The Appellate Division held that CPANJ is not subject to OPRA. As explained in this post, the court determined that it is a private entity, formed by prosecutors, not political subdivisions, and lacking governmental authority.

Supreme Court to Review Whether Attorney Fees May Be Awarded in Common Law Records Cases

The Supreme Court will decide a longstanding, problematic issue in government records law: whether a requestor who obtains records through a common law request may be awarded attorney fees.

In a 2021 opinion, Gannett v. Tp. of Neptune, the Appellate Division held that a successful common law requestor may receive an attorney fee award. However, the court denied a fee award in this case, based on the conclusion that the request was not the catalyst for the eventual release of the records in question. See this post for a summary of the opinion.

The Supreme Court granted certification in this case last week. According to the Supreme Court’s website, the Court will consider: “In this lawsuit seeking police department internal affairs records, was plaintiff entitled to attorneys’ fees and does the catalyst theory apply to a common law right of access claim?”

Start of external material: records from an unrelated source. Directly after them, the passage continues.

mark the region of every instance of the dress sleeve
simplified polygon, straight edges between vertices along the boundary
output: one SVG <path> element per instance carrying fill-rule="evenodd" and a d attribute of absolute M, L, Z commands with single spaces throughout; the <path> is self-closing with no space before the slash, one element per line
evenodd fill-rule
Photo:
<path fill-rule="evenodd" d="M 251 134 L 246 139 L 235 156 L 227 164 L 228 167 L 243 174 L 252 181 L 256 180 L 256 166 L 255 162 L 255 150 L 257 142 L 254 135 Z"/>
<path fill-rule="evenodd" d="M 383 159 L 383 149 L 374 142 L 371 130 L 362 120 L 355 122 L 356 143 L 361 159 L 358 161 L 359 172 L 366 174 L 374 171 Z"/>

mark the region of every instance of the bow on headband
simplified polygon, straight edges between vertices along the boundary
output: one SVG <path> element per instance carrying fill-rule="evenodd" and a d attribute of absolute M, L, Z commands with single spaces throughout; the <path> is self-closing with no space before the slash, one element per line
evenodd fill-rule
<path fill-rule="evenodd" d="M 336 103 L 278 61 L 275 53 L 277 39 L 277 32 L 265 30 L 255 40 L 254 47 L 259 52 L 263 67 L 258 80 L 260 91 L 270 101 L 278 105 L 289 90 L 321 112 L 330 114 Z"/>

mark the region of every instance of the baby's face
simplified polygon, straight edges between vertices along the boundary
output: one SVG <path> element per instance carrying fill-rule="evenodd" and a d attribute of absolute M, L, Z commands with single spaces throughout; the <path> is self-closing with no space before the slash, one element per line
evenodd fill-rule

No court has ever squarely held that there is a legal basis for common law requestors to receive attorney fee awards. Instead, as I’ve discussed previously (in this 2021 post), the argument that common law requestors are entitled to attorney fees is based exclusively on dicta; specifically, a brief comment made in a Supreme Court opinion in a 2008 case in which the Court was considering only an OPRA request, not a common law request. In Gannett, for the first time, the Court will be able to review the common law attorney fee question fully and resolve the uncertainty over this important issue that has existed since 2008.

Analysis: The Supreme Court’s Recent Opinions Strengthen OPRA Exemptions

In March, the Supreme Court issued two highly consequential OPRA opinions. These cases are particularly significant because, in both matters, the Court rejected arguments that the applicable OPRA exemptions should be cast aside. Instead, the Court ensured the continuing viability of the exemptions for personnel records and police internal affairs records.

In Libertarians for Transparent Govt. v. Cumberland County, the requestor, the ACLU, and other organizations asked the Court to disregard OPRA’s personnel exemption and hold that the public is entitled to disclosure of all settlements of internal disciplinary actions. The Court declined this invitation to weaken the personnel exemption. Instead, it reiterated the longstanding requirement of OPRA that public employee personnel records–which include records of disciplinary settlements–are strictly confidential. A limited exception to this rule is that OPRA expressly designates certain personnel information as public, including the reason for the employee’s separation from employment.

In Rivera v. Union County Prosecutor, the Court similarly rejected the requestor’s main argument–that OPRA does not exempt police internal affairs records from disclosure. The Court unambiguously held that these records are exempt under OPRA, thereby precluding automatic public access to them. The Court said such records are only potentially disclosable through a common law records request.

Thus, these cases are important in two ways: they provide guidance on crucial OPRA issues, and they conclusively reject efforts to undermine OPRA’s confidentiality guarantees.